Tone Poem Tuesday

Prospero and Miranda from Shakespeare’s THE TEMPEST.

(via)

As I gear up for All Rachmaninoff All The Time in April, I’ve been listening to a lot of Russian music that pre-dates Rachmaninoff, particularly by composers who rank amongst his prime influences. Tchaikovsky was certainly one of those; Rachmaninoff actually had a number of encounters with the great older composer during his student years, and Tchaikovsky’s rather sudden death from cholera was a heavy blow for young Sergei. It certainly isn’t hard to listen to Rachmaninoff, even in his mature and later work, and not hear the Tchaikovskian influence.

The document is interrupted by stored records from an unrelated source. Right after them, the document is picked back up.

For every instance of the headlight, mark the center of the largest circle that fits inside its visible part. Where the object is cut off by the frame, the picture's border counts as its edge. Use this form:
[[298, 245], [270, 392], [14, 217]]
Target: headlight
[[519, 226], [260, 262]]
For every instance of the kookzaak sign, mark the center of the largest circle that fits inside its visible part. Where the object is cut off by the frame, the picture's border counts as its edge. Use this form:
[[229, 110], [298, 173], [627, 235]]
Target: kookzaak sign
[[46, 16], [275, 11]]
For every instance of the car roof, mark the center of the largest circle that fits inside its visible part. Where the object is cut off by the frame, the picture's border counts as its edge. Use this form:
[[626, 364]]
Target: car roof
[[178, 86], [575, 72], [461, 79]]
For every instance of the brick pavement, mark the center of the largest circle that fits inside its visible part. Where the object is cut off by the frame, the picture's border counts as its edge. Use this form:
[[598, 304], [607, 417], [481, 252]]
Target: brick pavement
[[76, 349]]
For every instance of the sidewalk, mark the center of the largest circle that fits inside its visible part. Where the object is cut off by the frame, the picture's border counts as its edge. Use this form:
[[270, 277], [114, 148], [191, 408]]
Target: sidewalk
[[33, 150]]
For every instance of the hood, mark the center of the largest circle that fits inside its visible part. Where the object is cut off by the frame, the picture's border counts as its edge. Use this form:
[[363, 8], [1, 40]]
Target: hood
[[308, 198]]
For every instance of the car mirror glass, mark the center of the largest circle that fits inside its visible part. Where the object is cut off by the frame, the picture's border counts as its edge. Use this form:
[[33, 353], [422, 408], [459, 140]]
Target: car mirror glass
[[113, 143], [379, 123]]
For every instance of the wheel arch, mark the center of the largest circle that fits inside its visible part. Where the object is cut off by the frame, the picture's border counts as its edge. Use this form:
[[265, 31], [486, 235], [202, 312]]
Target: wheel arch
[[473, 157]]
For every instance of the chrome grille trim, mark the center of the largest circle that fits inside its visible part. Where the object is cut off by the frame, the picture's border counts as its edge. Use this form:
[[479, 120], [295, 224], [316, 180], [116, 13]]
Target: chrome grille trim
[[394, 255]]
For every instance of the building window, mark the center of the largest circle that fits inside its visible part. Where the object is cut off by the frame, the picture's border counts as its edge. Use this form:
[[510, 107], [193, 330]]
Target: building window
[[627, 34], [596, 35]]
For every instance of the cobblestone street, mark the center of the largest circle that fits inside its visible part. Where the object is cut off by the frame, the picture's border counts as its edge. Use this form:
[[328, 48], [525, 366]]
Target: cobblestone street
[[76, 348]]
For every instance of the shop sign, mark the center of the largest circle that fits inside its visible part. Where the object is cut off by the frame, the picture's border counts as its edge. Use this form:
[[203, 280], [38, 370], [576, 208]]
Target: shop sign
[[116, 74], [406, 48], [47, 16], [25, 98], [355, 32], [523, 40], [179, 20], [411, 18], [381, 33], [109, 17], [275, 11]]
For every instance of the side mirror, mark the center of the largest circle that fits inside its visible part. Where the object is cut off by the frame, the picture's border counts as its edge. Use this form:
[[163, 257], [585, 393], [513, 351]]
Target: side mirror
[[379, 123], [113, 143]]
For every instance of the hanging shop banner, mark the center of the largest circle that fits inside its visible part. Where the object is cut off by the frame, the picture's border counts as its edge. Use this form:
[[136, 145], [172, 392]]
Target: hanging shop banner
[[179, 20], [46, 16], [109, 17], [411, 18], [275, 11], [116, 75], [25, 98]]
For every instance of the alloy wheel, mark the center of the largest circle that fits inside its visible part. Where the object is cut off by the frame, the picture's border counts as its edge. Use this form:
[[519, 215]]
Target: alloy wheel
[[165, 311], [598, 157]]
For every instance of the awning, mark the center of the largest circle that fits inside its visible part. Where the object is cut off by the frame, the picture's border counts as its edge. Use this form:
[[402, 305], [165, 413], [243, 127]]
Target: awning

This tone poem, like the earlier Romeo and Juliet Fantasy Overture, is styled after Shakespeare: the subject this time is The Tempest. The structure here is similar to the more famous work, with its tumultuous depictions of the play’s stormier sections (literally, in this case, as the play begins with a shipwreck caused by a magical storm) and its lyrical love music in the central section. I actually find The Tempest preferable to the Romeo and Juliet overture, but that may be a reaction against the other work’s ubiquity over the years. I can also certainly hear the musical connections between this and the music that Rachmaninoff would produce.